A split of authority apparently exists, however, with regard to the right of a grantee to seek equitable relief from a voluntary conveyance against the grantor’s heirs or other successors. Some courts refuse to reform a voluntary deed in favor of the grantee against the grantor’s successors in interest. The reason that such equitable relief is not granted is that, since the successors stand in the shoes of the grantor, their opposition denies the donative intent, an essential element of the gift.

On the other hand, “[t]here is no sound reason for this legal fiction since the heirs would have opposed the gift in the first place, as is evident in the present case.” Hazlett v. Bryant, 192 Tenn. 251, 260, 241 S.W.2d 121, 125 (1951). We believe the better rule is that a court of equity may grant relief to the grantee of a voluntary conveyance against the grantor’s successors in interest. In the absence of evidence that the grantor would have objected to the relief sought, a grantor’s successors should not be allowed to attack the validity of a conveyance as being contrary to the grantor’s donative intent. “[W]hen the reason for a rule ceases to exist, so should the rule itself. We adopt the latter view as not only entirely logical, but in the furtherance of justice, for which equity courts exist.” Dowding v. Dowding, 152 Neb. at 70, 40 N.W.2d at 250; see Zabolotny v. Fedorenko, 315 N.W.2d at 672.

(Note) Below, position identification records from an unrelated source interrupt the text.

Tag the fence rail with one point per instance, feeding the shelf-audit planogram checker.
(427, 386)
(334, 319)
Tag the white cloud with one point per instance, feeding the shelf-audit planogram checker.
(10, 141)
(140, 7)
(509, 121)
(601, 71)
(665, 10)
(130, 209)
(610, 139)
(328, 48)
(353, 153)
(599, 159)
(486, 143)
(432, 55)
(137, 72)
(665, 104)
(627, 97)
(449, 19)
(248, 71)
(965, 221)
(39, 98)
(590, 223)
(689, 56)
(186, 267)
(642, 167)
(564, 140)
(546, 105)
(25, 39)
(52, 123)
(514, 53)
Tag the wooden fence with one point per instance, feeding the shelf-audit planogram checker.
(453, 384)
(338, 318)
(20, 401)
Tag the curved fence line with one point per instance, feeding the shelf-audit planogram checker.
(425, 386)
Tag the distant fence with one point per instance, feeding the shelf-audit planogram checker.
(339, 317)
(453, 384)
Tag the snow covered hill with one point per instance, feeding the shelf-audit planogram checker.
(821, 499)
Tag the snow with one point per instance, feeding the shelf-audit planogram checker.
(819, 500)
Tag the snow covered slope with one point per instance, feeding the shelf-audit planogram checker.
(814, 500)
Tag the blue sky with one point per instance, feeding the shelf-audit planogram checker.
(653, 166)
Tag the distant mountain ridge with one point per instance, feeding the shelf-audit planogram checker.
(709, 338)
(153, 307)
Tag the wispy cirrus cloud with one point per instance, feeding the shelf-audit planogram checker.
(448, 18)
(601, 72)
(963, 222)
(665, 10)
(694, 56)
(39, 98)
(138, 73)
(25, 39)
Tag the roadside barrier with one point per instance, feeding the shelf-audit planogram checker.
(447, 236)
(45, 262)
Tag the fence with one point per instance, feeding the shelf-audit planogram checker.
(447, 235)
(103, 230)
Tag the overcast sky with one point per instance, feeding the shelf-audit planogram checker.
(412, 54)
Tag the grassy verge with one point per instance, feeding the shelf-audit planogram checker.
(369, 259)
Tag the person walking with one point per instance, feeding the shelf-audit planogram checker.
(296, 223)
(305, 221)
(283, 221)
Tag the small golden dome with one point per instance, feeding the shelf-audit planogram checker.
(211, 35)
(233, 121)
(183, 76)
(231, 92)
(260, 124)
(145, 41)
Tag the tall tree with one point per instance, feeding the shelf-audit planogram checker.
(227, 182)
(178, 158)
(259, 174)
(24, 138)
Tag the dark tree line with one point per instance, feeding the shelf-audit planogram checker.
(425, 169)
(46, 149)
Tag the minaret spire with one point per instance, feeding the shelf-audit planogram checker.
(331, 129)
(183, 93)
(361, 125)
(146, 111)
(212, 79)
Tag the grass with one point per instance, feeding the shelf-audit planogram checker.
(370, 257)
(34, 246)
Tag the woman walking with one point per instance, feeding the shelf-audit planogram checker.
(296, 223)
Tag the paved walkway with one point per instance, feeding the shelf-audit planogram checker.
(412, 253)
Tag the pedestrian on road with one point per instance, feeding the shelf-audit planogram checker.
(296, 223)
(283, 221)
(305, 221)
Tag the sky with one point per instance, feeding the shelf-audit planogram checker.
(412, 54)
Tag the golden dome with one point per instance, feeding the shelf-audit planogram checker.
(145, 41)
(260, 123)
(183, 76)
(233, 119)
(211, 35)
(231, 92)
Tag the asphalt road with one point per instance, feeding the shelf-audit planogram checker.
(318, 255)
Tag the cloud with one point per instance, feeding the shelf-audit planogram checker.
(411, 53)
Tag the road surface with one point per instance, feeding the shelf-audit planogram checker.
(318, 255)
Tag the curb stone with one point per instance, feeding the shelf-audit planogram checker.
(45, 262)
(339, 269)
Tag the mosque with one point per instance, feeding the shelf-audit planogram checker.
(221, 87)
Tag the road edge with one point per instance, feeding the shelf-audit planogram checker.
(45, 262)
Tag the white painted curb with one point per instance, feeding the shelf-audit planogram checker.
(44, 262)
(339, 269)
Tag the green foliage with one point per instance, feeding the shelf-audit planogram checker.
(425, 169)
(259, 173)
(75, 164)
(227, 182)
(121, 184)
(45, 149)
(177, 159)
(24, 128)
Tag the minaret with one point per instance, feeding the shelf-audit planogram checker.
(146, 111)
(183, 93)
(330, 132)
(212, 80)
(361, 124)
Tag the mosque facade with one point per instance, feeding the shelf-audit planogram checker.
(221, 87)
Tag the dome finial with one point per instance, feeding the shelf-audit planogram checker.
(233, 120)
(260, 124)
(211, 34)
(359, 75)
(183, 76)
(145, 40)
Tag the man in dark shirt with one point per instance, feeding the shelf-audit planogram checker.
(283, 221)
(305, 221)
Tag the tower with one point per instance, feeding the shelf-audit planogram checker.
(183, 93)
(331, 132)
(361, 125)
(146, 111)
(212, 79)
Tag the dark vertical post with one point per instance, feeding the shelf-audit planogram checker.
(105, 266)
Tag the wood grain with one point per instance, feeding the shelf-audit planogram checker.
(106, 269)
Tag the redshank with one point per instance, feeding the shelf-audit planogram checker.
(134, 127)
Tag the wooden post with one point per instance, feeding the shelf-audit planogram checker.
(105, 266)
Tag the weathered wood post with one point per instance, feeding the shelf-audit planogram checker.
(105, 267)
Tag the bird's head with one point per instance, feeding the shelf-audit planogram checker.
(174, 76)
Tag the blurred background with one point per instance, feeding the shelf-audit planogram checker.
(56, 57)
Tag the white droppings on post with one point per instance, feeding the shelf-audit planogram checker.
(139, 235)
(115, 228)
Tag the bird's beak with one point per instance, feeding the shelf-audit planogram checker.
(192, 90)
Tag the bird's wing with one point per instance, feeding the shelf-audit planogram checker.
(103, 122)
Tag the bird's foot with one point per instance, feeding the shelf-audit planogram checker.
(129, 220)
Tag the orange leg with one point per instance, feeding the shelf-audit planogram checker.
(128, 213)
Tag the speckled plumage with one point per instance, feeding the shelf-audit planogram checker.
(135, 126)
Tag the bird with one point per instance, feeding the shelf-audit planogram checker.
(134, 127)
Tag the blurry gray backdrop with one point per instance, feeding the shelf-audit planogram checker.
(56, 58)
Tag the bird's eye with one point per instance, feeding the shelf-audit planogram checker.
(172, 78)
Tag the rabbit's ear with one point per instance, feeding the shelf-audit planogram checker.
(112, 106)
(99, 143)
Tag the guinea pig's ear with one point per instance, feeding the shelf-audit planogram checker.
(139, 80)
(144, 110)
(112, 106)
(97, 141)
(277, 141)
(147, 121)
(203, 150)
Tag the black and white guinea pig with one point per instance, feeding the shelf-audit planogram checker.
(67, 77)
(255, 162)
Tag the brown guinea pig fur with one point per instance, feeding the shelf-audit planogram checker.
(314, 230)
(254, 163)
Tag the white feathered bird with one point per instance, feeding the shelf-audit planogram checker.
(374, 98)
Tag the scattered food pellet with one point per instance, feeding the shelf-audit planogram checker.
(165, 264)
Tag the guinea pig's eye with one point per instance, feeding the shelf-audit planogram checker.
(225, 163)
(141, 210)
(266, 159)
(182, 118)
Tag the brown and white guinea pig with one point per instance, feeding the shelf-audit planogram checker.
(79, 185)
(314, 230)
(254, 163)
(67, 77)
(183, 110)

In the instant case, the record before us does not show that evidence was adduced that the decedent would have objected to the vesting of equitable title in the defendant. Absent such evidence, we hold that the master should have granted the equitable relief requested by the defendant in order to perfect his equitable title, notwithstanding the apparent lack of consideration for the conveyanee. To the extent Doe v. Doe, is inconsistent with our holding today, it is hereby overruled.

Reversed and remanded.

King, C.J., did not sit; the others concurred.